From the plot it can be said that the the model residual failed to conform to normality assumption because residual histogram (in cyan colour) is not closed to the theretical histogram (i.e in green).
Visualizing the Uncertainty of Point Estimates
This visualisation is to display the distribution of resale price per sqm by flat model.

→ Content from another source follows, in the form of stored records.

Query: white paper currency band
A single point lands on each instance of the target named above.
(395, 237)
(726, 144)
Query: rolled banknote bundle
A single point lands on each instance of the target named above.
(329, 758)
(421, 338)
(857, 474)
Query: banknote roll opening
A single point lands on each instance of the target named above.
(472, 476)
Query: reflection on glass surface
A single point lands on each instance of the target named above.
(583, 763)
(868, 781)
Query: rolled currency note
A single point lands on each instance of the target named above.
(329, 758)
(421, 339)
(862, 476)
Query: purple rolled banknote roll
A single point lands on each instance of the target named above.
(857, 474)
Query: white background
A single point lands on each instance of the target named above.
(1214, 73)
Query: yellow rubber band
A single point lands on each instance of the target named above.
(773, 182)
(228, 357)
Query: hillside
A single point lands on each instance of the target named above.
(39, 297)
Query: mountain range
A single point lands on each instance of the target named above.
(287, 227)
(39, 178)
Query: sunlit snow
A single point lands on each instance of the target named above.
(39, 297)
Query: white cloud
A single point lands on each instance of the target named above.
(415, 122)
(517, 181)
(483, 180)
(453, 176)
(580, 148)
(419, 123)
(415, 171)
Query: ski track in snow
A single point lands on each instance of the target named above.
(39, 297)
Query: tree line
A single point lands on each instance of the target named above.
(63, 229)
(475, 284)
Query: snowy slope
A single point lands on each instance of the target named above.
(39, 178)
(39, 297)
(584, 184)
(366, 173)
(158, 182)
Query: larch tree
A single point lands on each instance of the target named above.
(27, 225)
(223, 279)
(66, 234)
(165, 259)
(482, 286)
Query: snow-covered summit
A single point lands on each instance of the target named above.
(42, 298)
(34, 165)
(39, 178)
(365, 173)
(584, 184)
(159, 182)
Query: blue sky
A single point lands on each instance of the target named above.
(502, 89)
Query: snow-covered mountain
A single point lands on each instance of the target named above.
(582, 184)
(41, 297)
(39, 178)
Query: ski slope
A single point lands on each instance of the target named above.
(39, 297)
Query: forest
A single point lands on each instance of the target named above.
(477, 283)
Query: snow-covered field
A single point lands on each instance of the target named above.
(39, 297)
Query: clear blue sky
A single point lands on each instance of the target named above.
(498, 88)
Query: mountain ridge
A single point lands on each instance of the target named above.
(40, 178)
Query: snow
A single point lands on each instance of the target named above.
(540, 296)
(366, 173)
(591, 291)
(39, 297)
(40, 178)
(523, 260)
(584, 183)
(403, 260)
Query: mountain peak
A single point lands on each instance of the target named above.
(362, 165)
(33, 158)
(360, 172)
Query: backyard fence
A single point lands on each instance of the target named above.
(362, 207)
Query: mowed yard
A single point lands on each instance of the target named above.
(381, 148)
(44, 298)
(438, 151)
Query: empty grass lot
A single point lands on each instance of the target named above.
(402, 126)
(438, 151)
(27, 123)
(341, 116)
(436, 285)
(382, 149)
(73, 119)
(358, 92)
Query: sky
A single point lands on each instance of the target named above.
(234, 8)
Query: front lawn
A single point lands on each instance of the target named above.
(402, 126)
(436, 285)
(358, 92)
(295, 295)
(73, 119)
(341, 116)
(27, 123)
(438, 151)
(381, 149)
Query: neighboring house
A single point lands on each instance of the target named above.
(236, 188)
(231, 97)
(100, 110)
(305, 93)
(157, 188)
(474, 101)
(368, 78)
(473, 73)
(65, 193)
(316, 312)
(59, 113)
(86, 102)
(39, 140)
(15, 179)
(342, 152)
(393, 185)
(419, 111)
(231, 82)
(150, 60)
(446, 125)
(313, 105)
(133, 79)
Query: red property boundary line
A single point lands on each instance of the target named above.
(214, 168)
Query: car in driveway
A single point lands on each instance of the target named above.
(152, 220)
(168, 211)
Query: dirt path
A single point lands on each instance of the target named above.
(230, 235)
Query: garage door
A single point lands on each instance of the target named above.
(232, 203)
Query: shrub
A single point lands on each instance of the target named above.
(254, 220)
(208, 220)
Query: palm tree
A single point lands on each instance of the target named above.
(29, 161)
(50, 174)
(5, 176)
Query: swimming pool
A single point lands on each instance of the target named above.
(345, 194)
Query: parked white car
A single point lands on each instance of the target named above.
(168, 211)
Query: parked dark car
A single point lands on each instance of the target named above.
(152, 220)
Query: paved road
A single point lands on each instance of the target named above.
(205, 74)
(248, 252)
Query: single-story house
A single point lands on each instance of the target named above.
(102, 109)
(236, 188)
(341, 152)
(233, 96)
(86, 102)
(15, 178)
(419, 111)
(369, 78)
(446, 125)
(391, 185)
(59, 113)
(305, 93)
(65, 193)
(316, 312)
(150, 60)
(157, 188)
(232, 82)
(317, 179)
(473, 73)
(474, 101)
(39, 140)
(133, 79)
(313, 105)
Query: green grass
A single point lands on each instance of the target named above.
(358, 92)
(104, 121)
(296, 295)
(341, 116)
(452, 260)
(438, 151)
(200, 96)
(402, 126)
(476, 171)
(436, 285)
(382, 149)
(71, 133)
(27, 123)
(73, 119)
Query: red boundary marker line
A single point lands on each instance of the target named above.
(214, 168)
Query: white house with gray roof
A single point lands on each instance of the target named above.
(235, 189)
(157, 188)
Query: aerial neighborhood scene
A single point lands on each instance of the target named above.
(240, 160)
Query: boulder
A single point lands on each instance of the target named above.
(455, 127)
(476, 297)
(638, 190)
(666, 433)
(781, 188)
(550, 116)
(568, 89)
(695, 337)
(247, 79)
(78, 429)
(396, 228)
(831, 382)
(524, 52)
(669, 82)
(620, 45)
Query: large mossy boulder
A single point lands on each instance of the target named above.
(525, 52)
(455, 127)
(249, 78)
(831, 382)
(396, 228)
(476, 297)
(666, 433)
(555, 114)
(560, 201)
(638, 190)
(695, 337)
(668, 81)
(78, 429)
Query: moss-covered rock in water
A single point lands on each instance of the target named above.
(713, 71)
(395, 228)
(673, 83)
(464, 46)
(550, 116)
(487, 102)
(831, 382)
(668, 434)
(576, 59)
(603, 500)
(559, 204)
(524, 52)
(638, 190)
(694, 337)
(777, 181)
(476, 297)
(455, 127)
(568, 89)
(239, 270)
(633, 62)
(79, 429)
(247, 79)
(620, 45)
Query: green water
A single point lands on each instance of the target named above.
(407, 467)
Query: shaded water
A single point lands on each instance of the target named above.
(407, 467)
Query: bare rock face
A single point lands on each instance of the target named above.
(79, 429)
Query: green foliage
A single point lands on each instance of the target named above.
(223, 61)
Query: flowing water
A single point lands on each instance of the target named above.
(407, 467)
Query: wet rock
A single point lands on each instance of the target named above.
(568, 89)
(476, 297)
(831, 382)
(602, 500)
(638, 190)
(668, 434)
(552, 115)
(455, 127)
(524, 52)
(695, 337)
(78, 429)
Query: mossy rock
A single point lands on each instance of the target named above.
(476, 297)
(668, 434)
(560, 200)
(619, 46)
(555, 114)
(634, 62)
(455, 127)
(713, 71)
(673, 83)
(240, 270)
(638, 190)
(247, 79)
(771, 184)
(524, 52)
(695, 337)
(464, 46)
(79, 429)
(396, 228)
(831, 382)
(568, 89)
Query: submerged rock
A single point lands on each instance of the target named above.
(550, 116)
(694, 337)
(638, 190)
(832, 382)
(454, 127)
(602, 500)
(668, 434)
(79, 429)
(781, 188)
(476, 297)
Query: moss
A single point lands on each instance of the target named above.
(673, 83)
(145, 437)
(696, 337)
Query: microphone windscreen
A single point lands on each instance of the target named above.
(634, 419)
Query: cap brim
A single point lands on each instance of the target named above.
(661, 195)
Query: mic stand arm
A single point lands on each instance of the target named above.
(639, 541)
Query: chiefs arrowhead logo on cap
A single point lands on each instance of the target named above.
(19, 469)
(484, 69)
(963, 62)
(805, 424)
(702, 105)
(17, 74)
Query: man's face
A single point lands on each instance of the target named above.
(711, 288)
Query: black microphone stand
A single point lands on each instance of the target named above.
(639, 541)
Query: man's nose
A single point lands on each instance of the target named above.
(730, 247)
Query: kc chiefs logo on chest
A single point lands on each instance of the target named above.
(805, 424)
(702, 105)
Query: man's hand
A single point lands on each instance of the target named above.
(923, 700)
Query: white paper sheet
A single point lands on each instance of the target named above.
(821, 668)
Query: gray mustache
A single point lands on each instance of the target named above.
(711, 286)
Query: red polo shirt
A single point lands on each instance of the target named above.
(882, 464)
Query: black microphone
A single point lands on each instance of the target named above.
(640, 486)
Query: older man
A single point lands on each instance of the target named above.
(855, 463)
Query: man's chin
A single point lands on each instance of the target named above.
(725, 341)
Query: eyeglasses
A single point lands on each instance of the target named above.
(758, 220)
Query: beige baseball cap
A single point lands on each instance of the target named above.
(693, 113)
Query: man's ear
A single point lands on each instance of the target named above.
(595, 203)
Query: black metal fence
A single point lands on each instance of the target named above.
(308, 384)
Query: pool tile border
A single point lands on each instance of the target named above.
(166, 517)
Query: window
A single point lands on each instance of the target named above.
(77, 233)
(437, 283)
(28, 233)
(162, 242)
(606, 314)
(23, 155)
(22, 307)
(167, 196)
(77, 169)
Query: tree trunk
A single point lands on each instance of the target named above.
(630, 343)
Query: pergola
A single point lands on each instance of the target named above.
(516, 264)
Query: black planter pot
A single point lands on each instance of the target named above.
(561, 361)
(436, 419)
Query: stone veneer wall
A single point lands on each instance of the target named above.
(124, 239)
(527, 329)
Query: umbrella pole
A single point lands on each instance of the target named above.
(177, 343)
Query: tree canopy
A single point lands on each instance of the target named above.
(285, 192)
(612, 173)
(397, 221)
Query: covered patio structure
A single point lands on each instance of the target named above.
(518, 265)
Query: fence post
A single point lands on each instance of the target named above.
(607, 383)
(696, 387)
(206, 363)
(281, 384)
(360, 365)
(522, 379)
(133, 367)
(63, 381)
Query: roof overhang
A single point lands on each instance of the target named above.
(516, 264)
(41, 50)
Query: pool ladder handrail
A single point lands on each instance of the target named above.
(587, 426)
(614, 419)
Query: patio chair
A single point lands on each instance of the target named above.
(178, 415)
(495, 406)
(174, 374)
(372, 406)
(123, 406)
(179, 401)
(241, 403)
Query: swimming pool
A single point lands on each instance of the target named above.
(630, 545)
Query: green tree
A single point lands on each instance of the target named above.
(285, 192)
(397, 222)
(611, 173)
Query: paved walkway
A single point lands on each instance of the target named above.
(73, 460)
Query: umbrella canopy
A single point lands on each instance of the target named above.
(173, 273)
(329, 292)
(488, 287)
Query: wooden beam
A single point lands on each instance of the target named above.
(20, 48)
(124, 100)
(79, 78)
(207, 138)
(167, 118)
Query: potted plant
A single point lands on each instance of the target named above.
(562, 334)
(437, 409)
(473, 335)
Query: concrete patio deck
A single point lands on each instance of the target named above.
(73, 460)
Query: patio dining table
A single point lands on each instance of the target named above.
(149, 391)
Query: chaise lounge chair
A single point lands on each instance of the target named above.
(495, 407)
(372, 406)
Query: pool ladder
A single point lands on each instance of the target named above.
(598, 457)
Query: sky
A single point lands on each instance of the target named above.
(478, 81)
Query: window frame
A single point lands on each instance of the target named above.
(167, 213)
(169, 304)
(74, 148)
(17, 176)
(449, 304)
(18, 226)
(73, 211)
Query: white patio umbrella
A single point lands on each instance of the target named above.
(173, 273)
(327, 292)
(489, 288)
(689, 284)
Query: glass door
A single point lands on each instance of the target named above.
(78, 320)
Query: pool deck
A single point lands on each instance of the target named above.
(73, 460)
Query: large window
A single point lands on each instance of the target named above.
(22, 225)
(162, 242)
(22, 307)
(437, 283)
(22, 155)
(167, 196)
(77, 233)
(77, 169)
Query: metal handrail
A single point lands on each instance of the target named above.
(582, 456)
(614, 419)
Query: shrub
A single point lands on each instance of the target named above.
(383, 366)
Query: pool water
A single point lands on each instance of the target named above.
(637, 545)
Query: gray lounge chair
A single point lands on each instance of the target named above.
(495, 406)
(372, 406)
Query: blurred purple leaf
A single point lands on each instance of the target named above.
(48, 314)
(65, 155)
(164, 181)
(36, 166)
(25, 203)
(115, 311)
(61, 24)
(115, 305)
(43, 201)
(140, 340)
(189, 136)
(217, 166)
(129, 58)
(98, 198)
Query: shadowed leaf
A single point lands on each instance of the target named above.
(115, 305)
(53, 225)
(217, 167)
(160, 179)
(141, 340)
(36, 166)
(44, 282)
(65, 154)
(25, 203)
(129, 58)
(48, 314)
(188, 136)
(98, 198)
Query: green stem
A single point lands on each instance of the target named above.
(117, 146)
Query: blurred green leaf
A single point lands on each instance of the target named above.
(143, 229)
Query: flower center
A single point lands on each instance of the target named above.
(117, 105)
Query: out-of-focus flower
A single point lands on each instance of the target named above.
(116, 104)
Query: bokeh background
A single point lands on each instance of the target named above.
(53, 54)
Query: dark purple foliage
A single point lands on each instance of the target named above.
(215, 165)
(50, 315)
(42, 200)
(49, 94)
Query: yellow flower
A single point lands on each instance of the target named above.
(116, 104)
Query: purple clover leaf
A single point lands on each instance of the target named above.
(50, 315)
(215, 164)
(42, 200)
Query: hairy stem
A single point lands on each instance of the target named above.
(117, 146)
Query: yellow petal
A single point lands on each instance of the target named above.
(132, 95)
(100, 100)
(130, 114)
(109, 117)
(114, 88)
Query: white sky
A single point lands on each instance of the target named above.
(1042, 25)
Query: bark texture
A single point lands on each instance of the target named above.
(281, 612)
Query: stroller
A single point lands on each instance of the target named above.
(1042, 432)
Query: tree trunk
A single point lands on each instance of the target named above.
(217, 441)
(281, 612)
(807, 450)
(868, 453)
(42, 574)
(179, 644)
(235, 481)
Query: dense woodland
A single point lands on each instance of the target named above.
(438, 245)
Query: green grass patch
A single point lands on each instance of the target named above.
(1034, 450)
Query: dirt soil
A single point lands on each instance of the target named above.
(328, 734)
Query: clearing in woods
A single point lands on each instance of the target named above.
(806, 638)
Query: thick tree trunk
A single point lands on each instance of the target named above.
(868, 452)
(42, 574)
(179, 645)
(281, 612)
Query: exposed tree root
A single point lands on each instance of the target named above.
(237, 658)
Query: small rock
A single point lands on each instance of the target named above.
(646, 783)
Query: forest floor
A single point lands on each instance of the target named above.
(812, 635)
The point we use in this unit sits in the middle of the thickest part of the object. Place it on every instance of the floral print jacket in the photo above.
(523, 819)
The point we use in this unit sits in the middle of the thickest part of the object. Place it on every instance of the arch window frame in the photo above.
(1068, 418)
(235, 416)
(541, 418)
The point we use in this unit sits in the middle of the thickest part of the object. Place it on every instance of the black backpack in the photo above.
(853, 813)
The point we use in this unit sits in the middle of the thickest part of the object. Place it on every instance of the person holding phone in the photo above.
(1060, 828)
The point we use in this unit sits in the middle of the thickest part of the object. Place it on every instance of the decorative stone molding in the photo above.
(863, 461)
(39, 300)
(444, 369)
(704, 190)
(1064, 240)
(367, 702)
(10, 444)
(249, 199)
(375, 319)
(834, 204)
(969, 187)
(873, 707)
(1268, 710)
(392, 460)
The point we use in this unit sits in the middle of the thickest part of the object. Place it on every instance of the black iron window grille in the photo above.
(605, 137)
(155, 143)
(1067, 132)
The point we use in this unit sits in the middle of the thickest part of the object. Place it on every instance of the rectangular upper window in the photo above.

resaleFlat %>% ggplot(aes(x = flat_model,
y = resale_price_psm)) +
stat_gradientinterval(
fill = "skyblue",
show.legend = TRUE
) +
labs(
title = "Visualising confidence intervals of resale price per sqm of HDB in 2022",
subtitle = "Gradient + interval plot") +
xlab("Flat Model") + ylab( "Resale Price per Sqm") +
theme(plot.title = element_text(size=16, hjust=0.5),
axis.title.x = element_text(size=15),
axis.text.x = element_text(angle=45, hjust=1),
axis.title.y = element_text(size=15)) 
The confidence interval for different flat type is more or less similar to each other. Type S1 and S2 has higher resale price per sqm compared to the rest.
Take-home exercise 3 can help me to familiarize with different analytics approach for statistical testing, building the linear regression model and visualising uncertainty. It also introduce me different libraries and functions for visualisation and statistical analysis.